英文:
Splitting consteval from non-consteval expressions in parameter packs
问题
我的目标是使用 C++20 编写一个新的格式库,该库可以写入一个通常如下所示的日志行:
Log(
Error,
If(result == false),
Title("Operation failed"),
"Failed to execute task, ID: {}",
taskId);
它接受:
- 任意数量的 "日志特性"(
Error
、If
、Title
),在运行时进行评估 - 格式化字符串 + 任意数量的参数作为消息,使用
std::format_to
进行格式化
问题是,我想使用 std::format_to
进行其编译时格式检查,这要求字符串 "Failed to execute task, ID: {}""
必须保持为 consteval
,以便将其转换为 std::format_string<...>
,但我不希望每个 "日志特性" 也都是 consteval
,因为有些需要在运行时评估,比如 If
。
我的当前尝试是定义一个 LogTrait
概念,所有 Error
、If
和 Title
都遵循:
template<typename T> concept LogTrait = ...
我用它来尝试跳过所有特性,直接到达格式化字符串:
template<typename... Args>
consteval auto GetFormatString(std::format_string<Args...> fmt, Args&&... args)
{
return std::make_pair(fmt, std::make_format_args(std::forward<Args>(args)...));
}
template<typename... Args>
constexpr auto GetFormatString(LogTrait auto&&, Args&&... args)
{
return GetFormatString(std::forward<Args>(args)...);
}
但如果我将这两个函数都设为 consteval
,会出错,因为 If
不能在编译时解析,如果我将任一函数仅设置为 constexpr
,那么格式化字符串就无法转换为 std::format_string
,因为它只能在 consteval
构造时转换。
有什么想法吗?
英文:
My goal is to use C++20 to write a new format library, which can write a log line that generally looks like this:
Log(
Error,
If(result == false),
Title("Operation failed"),
"Failed to execute task, ID: {}",
taskId);
Which takes:
- Any number of "Log Traits" (
Error
,If
,Title
), to be evaluated at runtime - A format string + any number of args as the message, to be formatted using
std::format_to
The issue is that I want to use std::format_to
for its compile type format checking, which requires that the string "Failed to execute task, ID: {}"

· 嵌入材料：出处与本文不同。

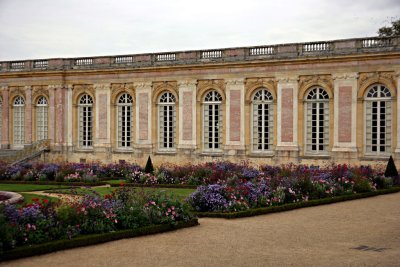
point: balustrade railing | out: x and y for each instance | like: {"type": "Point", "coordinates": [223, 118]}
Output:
{"type": "Point", "coordinates": [285, 51]}
{"type": "Point", "coordinates": [211, 54]}
{"type": "Point", "coordinates": [316, 47]}
{"type": "Point", "coordinates": [376, 42]}
{"type": "Point", "coordinates": [166, 57]}
{"type": "Point", "coordinates": [265, 50]}
{"type": "Point", "coordinates": [33, 150]}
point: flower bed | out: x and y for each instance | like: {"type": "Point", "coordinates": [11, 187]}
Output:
{"type": "Point", "coordinates": [42, 222]}
{"type": "Point", "coordinates": [287, 184]}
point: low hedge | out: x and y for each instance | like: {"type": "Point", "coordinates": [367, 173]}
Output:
{"type": "Point", "coordinates": [87, 240]}
{"type": "Point", "coordinates": [182, 186]}
{"type": "Point", "coordinates": [296, 205]}
{"type": "Point", "coordinates": [52, 183]}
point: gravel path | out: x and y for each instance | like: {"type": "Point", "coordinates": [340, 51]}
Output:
{"type": "Point", "coordinates": [363, 232]}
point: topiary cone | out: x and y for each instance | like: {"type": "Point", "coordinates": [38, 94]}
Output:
{"type": "Point", "coordinates": [149, 166]}
{"type": "Point", "coordinates": [391, 170]}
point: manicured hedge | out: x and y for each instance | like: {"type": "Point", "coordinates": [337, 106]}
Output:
{"type": "Point", "coordinates": [53, 183]}
{"type": "Point", "coordinates": [292, 206]}
{"type": "Point", "coordinates": [157, 185]}
{"type": "Point", "coordinates": [86, 240]}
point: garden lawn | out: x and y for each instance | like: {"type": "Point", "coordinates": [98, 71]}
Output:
{"type": "Point", "coordinates": [179, 193]}
{"type": "Point", "coordinates": [29, 187]}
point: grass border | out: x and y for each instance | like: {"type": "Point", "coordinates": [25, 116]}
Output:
{"type": "Point", "coordinates": [179, 186]}
{"type": "Point", "coordinates": [52, 183]}
{"type": "Point", "coordinates": [292, 206]}
{"type": "Point", "coordinates": [87, 240]}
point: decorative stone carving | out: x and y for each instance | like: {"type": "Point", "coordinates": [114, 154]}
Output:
{"type": "Point", "coordinates": [159, 87]}
{"type": "Point", "coordinates": [119, 88]}
{"type": "Point", "coordinates": [368, 78]}
{"type": "Point", "coordinates": [325, 81]}
{"type": "Point", "coordinates": [15, 91]}
{"type": "Point", "coordinates": [253, 84]}
{"type": "Point", "coordinates": [38, 91]}
{"type": "Point", "coordinates": [80, 89]}
{"type": "Point", "coordinates": [204, 85]}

must remain consteval for it to be turned into a std::format_string<...>
, but I don't want every "Log Trait" to also be consteval, because some need to be evaluated at runtime, such as If
.
My current attempt has me defining a LogTrait
concept, which Error
, If
and Title
all adhere to:
template<typename T> concept LogTrait = ...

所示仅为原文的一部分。